The GEA database includes detailed quantitative information for 41 pathways to sustainability. Six GEA scenarios meet the three SEforALL objectives: i) providing universal access to modern energy services, ii) doubling the global rate of improvement in energy efficiency, and iii) doubling the share of renewable energy in the global energy mix. These six scenarios underpin all SEforALL scientific work. As Kandeh Yumkella, founder of SEforALL, says: “The IIASA Global Energy Assessment served as both the scientific basis for SEforALL, and the inspiration behind our aims.”

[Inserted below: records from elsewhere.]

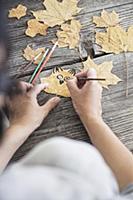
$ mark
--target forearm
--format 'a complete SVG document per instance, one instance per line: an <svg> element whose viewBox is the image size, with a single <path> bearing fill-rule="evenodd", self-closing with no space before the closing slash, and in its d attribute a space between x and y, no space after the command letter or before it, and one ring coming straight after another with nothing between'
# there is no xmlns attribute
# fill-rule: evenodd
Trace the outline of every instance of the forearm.
<svg viewBox="0 0 133 200"><path fill-rule="evenodd" d="M111 129L100 120L84 121L92 143L112 169L120 189L133 182L133 156Z"/></svg>
<svg viewBox="0 0 133 200"><path fill-rule="evenodd" d="M6 168L8 162L17 151L17 149L25 142L30 130L21 126L12 126L8 128L4 134L4 138L0 144L0 173Z"/></svg>

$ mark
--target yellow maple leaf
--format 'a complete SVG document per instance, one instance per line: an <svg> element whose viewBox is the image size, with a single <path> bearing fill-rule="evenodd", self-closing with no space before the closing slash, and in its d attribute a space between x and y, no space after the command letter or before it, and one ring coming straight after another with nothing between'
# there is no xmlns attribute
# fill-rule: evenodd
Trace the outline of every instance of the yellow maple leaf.
<svg viewBox="0 0 133 200"><path fill-rule="evenodd" d="M119 22L119 15L114 10L111 13L103 10L101 13L101 17L93 17L93 23L95 23L97 27L116 26L117 24L119 24Z"/></svg>
<svg viewBox="0 0 133 200"><path fill-rule="evenodd" d="M58 46L67 47L70 49L76 48L80 41L81 24L77 20L72 20L70 24L62 24L62 31L57 31Z"/></svg>
<svg viewBox="0 0 133 200"><path fill-rule="evenodd" d="M37 19L30 19L28 22L28 28L25 34L30 37L35 37L37 34L46 35L46 30L48 26L46 24L38 22Z"/></svg>
<svg viewBox="0 0 133 200"><path fill-rule="evenodd" d="M16 8L9 10L9 18L16 17L20 19L26 15L27 8L21 4L19 4Z"/></svg>
<svg viewBox="0 0 133 200"><path fill-rule="evenodd" d="M46 10L33 11L34 17L48 26L53 27L61 25L64 22L73 19L73 16L80 12L77 7L77 0L45 0L44 6Z"/></svg>
<svg viewBox="0 0 133 200"><path fill-rule="evenodd" d="M73 76L74 74L70 70L56 68L50 76L41 78L41 83L49 84L48 88L44 90L47 93L70 97L65 80Z"/></svg>
<svg viewBox="0 0 133 200"><path fill-rule="evenodd" d="M39 53L42 53L37 60L34 61L34 64L39 64L39 62L42 60L43 53L45 52L45 48L38 48L36 50L33 50L29 45L24 49L23 56L26 60L31 61L33 60Z"/></svg>
<svg viewBox="0 0 133 200"><path fill-rule="evenodd" d="M133 26L126 32L121 26L109 27L107 32L96 33L96 43L106 53L119 54L121 52L133 51Z"/></svg>
<svg viewBox="0 0 133 200"><path fill-rule="evenodd" d="M120 78L111 73L111 70L113 68L112 61L109 62L106 61L100 65L97 65L93 62L93 60L90 57L88 57L87 61L83 62L83 65L84 65L83 71L86 71L90 68L94 68L97 72L98 78L106 79L106 81L99 81L102 87L108 89L108 85L116 85L119 81L121 81Z"/></svg>

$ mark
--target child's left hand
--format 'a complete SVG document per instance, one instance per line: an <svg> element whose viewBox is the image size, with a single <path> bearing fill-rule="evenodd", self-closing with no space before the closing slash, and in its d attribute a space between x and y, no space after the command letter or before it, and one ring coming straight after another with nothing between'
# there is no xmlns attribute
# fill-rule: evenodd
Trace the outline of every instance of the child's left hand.
<svg viewBox="0 0 133 200"><path fill-rule="evenodd" d="M33 86L21 82L22 94L14 96L8 103L10 126L21 126L32 133L37 129L48 113L59 103L59 97L53 97L40 106L37 95L47 87L47 84Z"/></svg>

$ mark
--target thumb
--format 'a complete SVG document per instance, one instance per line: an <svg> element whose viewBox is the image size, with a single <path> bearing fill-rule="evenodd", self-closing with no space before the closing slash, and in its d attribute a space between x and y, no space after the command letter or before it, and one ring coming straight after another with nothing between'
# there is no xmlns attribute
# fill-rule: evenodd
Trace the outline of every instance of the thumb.
<svg viewBox="0 0 133 200"><path fill-rule="evenodd" d="M61 99L59 97L53 97L48 100L47 103L45 103L43 106L41 106L45 115L48 115L48 113L58 105L60 100Z"/></svg>
<svg viewBox="0 0 133 200"><path fill-rule="evenodd" d="M97 73L94 68L90 68L87 72L87 78L97 78Z"/></svg>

Work for the GEF has centered on the development of GEA scenarios, coordinated by IIASA researcher Keywan Riahi. Moreover, 42 GEA authors contributed to IPCC Fifth Assessment Report, published in 2014.

Impacts

  • The SEforALL Initiative of the UN Secretary-General was created based on the analysis and contribution of the GEA and led to a design based on three targets for energy access, energy efficiency, and renewable energy.
  • These three targets later became the blueprint for the UN Sustainable Development Goal seven on affordable and clean energy.
  • The GEA contributed to the scientific foundations for the SEforALL Global Tracking Framework report, led by the World Bank Group and the International Energy Agency, which monitors progress towards the three SEforALL objectives.
  • IIASA researchers helped shape the strategy and work of the UN Secretary- General in the area of climate via the high level advisory group on energy and climate change.
  • User-friendly policy tools for decision makers based on GEA analysis are now freely available on the internet. The Energy Access Interactive Tool helps policymakers improve energy access for the rural poor in developing countries. The Energy Multi-Criteria Analysis tool is designed to help decision makers interactively analyze, compare, and tackle energy’s social, economic, and sectoral impacts in an integrated way. Databases documenting the results and assumptions used in the GEA transformation pathways are also available online.
  • The GEA was referenced in 13 chapters of the Working Group III Report (Mitigation of Climate Change) of the IPCC Report, which was a vital part of the Paris Agreement.